By: Jonathan Kang (johnbk.delete@this.gmail.com), September 25, 2007 8:15 am
Room: Moderated Discussions
David W. Hess (dwhess@banishedsouls.org) on 9/22/07 wrote:
---------------------------
>David Kanter (dkanter@realworldtech.com) on 9/22/07 wrote:
>---------------------------
>>>>>Small question - how come they didn't leverage the PCI >Express and needed a new
>>>>>bus (excuse me, p2p interconnect) altogether?
>>>>
>>>>PCI Express isn't coherent, it's also fairly high latency since it uses 8B/10B clock encoding.
>>>
>>>How much latency does 8B/10B encoding contribute? If I am >reading this correctly,
>>>Lattice has a programmable logic implementation optimized >for throughput with only
>>>2 clocks of latency on the encoder and 3 clocks on the >decoder when working exclusively with serial bit streams:
>>>
>>>http://www.latticesemi.com/dynamic/view_document.cfm?document_id=5653
>>
>>So I think the issue is that you'd need at least 10 data transfers to occur before
>>you can get usable data extracted from the symbols.
>
>That is what I thought at first before reading about the Lattice design which is
>pipelined and operates at the serial level. As near as I can tell, the added latency
>including the encoding and decoding is 5 clocks and the symbols are decoded one
>bit at a time which is what caught my attention. Just a cursorily study of the
>5B/6B and 3B/4B code tables convinces me that I must have misunderstood something.
>Now I am going to be up all night thinking about it.
>
8b/10b works by encoding the bottom 5 bits and upper 3 bits separately. That's why there's two blocks. The 5 bits are used to determine "class" (28, 25, etc.) whereas the 3 bits are used to determine polarity of the 10 bit word (+1, -1, neutral) after the 5 bits are encoded already.
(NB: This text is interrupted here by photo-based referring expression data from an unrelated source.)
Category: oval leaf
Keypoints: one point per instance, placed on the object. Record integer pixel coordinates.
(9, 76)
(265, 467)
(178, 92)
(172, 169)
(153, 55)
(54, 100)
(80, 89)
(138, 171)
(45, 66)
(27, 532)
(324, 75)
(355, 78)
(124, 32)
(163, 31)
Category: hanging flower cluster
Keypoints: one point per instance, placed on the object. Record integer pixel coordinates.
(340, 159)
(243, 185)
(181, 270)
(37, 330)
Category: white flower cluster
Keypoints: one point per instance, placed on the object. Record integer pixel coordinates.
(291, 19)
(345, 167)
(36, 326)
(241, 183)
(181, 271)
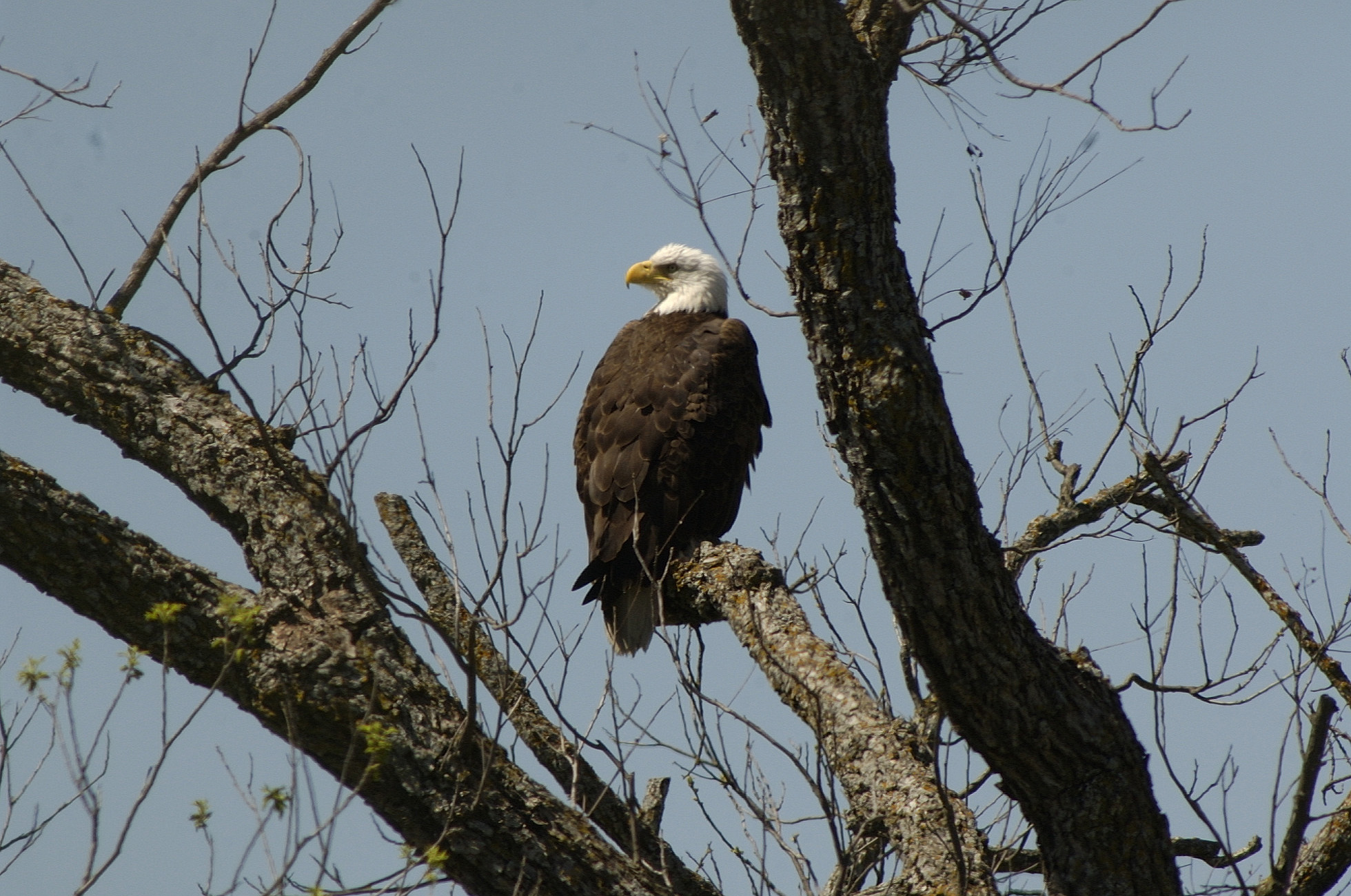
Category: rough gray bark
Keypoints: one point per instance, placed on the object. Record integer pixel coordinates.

The thing missing from just looking at the link-layer of a serdes connection (where 8b/10b is done) is that you're ignoring the physical layer latency involved in any serdes (especially high-speed). When you're recovering a data-word to achieve word-alignment, you're assuming that you've recovered the proper bit-alignment already (the PLL has locked and you have a recovered clock). This is true in most cases since in a serdes like PCI Express or Fiber-channel, the link is always active. Idle characters (k28.5 I believe) is sent across the link when it isn't transmitting data. On power-up, a PLL for a gigabit serial stream usually takes hundreds of cycle times to achieve synchronization.
This obviously makes it unsuitable for a link where one wants to shut down power when the link isn't being used.
---------------------------
>David Kanter (dkanter@realworldtech.com) on 9/22/07 wrote:
>---------------------------
>>>>>Small question - how come they didn't leverage the PCI >Express and needed a new
>>>>>bus (excuse me, p2p interconnect) altogether?
>>>>
>>>>PCI Express isn't coherent, it's also fairly high latency since it uses 8B/10B clock encoding.
>>>
>>>How much latency does 8B/10B encoding contribute? If I am >reading this correctly,
>>>Lattice has a programmable logic implementation optimized >for throughput with only
>>>2 clocks of latency on the encoder and 3 clocks on the >decoder when working exclusively with serial bit streams:
>>>
>>>http://www.latticesemi.com/dynamic/view_document.cfm?document_id=5653
>>
>>So I think the issue is that you'd need at least 10 data transfers to occur before
>>you can get usable data extracted from the symbols.
>
>That is what I thought at first before reading about the Lattice design which is
>pipelined and operates at the serial level. As near as I can tell, the added latency
>including the encoding and decoding is 5 clocks and the symbols are decoded one
>bit at a time which is what caught my attention. Just a cursorily study of the
>5B/6B and 3B/4B code tables convinces me that I must have misunderstood something.
>Now I am going to be up all night thinking about it.
>
8b/10b works by encoding the bottom 5 bits and upper 3 bits separately. That's why there's two blocks. The 5 bits are used to determine "class" (28, 25, etc.) whereas the 3 bits are used to determine polarity of the 10 bit word (+1, -1, neutral) after the 5 bits are encoded already.
The thing missing from just looking at the link-layer of a serdes connection (where 8b/10b is done) is that you're ignoring the physical layer latency involved in any serdes (especially high-speed). When you're recovering a data-word to achieve word-alignment, you're assuming that you've recovered the proper bit-alignment already (the PLL has locked and you have a recovered clock). This is true in most cases since in a serdes like PCI Express or Fiber-channel, the link is always active. Idle characters (k28.5 I believe) is sent across the link when it isn't transmitting data. On power-up, a PLL for a gigabit serial stream usually takes hundreds of cycle times to achieve synchronization.
This obviously makes it unsuitable for a link where one wants to shut down power when the link isn't being used.